I visited his past work instead, to try and tease out a sensible narrative for a musician I used to consider a genius, maybe figure out what part of him was lost in the whirlwind of his dragon energy antics: proudly tweeting a picture of a signed MAGA hat, calling slavery a choice on TMZ, endorsing a free thought philosophy that’s half-baked at best.
I listened to “Graduation” and “My Beautiful Dark Twisted Fantasy” mostly — one the revelrous magnum opus that put gangsta rap in the ground, the other a douchebag-toasting masterpiece with all of the lights on. Both triumphant. Heroic. The man was a hero.
So I can’t be faulted for listening to “ye” with preconceptions. I’m sure Kanye wouldn’t fault me either. He’s never been one to separate art from the artist, and besides, art doesn’t live in a vacuum.
So I go into the album, a tight seven-track record framed by Kanye’s struggles with bipolar disorder, a theme and reality in his life that had been left mostly unexplored until now.
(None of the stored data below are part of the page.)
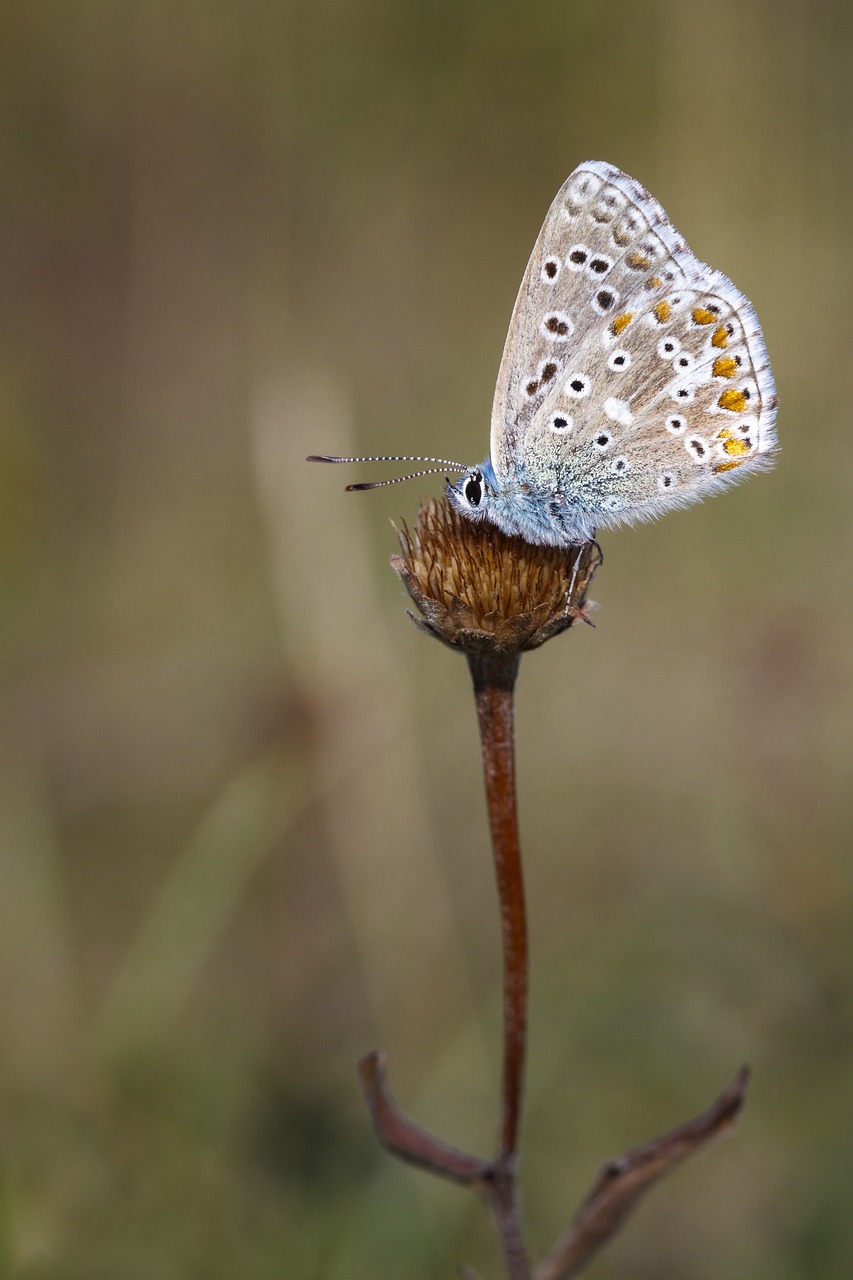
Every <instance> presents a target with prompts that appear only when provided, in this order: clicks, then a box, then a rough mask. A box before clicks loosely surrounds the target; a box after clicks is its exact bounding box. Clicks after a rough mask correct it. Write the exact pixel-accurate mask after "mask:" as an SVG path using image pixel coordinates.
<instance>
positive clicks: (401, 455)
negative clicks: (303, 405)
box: [305, 453, 467, 493]
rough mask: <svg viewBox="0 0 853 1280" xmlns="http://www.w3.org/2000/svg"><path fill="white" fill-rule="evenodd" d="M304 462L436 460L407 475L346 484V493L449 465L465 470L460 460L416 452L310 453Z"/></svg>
mask: <svg viewBox="0 0 853 1280" xmlns="http://www.w3.org/2000/svg"><path fill="white" fill-rule="evenodd" d="M305 461H306V462H438V463H439V466H437V467H428V468H427V470H425V471H412V472H411V474H410V475H407V476H394V479H393V480H370V481H366V483H364V484H348V485H347V488H346V493H361V492H364V490H365V489H384V488H386V485H389V484H402V483H403V480H416V479H418V477H419V476H432V475H437V474H438V472H439V471H444V470H447V468H448V467H450V470H451V471H460V472H462V471H467V467H466V466H465V463H462V462H450V461H448V460H447V458H423V457H420V456H419V454H416V453H379V454H375V456H374V457H360V458H333V457H329V456H328V454H323V453H311V454H310V456H309V457H307V458H306V460H305Z"/></svg>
It’s a fascinating piece of work, one in which the supposedly tortured genius lays his psychological battles out with almost guileless moxie — from his addiction to drugs and bitches (Yikes, All Mine) to his questionable positioning as a husband and father trying to give up his misogynistic worldview (Wouldn’t Leave, Violent Crimes).
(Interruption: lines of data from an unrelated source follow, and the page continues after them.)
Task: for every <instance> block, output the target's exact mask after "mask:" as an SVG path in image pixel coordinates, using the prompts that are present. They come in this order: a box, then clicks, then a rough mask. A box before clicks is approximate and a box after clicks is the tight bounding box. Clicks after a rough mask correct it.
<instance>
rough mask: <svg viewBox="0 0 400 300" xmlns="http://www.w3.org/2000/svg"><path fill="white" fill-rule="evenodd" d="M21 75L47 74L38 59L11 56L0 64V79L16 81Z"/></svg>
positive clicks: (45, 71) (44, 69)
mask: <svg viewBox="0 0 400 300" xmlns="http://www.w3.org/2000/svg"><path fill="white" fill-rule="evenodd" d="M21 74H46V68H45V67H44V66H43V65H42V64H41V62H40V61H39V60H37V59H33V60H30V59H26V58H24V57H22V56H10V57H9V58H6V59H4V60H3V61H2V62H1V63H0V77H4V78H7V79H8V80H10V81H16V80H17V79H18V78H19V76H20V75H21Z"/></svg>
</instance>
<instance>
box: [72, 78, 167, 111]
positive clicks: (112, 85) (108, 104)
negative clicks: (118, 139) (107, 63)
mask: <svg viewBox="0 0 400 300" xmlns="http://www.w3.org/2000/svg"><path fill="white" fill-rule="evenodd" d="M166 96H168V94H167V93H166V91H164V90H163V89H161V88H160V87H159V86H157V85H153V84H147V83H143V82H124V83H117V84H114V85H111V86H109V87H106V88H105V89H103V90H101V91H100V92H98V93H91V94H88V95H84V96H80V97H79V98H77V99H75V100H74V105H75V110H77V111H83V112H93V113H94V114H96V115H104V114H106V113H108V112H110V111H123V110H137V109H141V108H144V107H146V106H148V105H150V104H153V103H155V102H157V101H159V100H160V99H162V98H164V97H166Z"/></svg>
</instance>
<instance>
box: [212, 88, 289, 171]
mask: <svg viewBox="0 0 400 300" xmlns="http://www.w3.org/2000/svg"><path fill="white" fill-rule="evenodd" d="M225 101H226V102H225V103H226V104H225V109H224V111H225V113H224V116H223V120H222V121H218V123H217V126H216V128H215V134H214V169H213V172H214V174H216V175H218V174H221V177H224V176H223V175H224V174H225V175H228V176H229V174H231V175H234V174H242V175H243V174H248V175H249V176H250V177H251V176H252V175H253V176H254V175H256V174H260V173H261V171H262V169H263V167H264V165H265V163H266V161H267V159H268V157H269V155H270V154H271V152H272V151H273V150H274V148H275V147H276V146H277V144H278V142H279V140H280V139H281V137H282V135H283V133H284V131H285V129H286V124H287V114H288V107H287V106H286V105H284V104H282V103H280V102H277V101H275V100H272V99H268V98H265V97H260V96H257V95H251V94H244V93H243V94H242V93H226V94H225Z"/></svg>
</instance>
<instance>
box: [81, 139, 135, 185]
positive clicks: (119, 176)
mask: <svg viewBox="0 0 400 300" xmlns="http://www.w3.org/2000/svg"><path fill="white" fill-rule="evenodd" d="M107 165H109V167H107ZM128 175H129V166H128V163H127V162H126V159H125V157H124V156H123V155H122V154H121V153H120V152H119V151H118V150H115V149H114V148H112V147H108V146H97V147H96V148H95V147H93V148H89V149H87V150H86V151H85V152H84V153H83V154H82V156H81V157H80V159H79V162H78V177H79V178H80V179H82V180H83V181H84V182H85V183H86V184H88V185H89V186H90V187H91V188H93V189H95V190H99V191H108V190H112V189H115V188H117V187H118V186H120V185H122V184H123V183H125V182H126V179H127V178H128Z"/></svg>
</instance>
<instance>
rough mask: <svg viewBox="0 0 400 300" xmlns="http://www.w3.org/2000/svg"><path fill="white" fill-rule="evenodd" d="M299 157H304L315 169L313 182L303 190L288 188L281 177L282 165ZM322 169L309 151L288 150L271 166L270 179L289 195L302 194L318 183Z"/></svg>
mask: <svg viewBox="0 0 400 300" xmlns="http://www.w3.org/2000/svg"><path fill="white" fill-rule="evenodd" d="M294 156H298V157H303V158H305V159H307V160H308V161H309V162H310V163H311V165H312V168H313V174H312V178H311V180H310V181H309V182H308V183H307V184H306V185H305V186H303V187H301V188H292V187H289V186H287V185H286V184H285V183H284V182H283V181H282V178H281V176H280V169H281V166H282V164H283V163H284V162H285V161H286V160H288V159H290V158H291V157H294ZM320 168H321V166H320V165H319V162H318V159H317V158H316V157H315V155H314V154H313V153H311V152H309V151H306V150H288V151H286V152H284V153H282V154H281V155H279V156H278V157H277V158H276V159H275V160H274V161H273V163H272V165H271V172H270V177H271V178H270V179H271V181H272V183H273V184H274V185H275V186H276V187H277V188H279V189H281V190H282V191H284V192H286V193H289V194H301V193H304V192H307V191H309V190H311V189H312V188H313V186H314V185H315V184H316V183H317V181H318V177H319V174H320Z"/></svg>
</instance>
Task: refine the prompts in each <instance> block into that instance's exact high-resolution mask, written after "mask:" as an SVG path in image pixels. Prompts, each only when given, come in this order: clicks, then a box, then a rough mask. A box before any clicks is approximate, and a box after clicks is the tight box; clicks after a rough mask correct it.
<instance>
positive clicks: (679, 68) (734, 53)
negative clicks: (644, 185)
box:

On the other hand, when he references his politically whack behavior, he only does so in passing (“I said ‘Slavery a choice’—they said, ‘How, Ye?’ / Just imagine if they caught me on a wild day”), forcing me instead to look at his pain, his battles, as if that’s the most pressing thing in this dark, twisted reality.
When he references his politically whack behavior, he only does so in passing forcing me instead to look at his pain, his battles, as if that’s the most pressing thing in this dark, twisted reality.
What am I supposed to think, then? That Kanye’s MAGA shit was just a result of mania? That I should accept this record as one tumultuous chapter in his journey to a peak that, frankly, he already reached pre-“Yeezus?” That this is art? It tempts the comparison that Taylor Swift is to “Reputation” as Kanye West is to “ye”: a clumsy product about falling from the grace of the public eye that attempts self-reflexivity, and fails.
Lest any Kanye stans think I’m being too harsh, I’ll be the first to admit that yes, “ye” has its heroic moments — the way 070 Shake steals the show on both Ghost Town and Violent Crimes, the way PARTYNEXTDOOR’s hook on Wouldn’t Leave is enough to make any schmuck boyfriend go soft. But the way it was with Kanye’s past work, beauty was easy to find. Beauty could rise up and smack you in the face. With “ye,” which collapses under the weight of its creator’s misguided convictions and bears the additional baggage of a persona gone peak tactless, beauty is hard to find. I gotta scrounge. This is not how an album is supposed to make me feel.
It tempts the comparison that Taylor Swift is to “Reputation” as Kanye West is to “ye”: a clumsy product about falling from the grace of the public eye that attempts self-reflexivity, and fails.
It’s the first line that Kanye utters that tips you off: “The most beautiful thoughts are always beside the darkest,” he says in I Thought About Killing You. Kanye assumes that true artistry must come from a Chaotic Neutral place, as if saying something out loud “just to see how it feels” is the key ingredient to genius, as if courting controversy is what characterizes the creative process. And maybe that’s always been the way he’s done things, but it was also the same process that gave us poopy-di scoop. What the hell was that, man.
I wanna say I miss the old Kanye, but what would the point be? After repeated listens of “ye,” I’ve decided there is no narrative to mine, no meaningful truths to take away. “ye” is sound and fury, signifying nothing.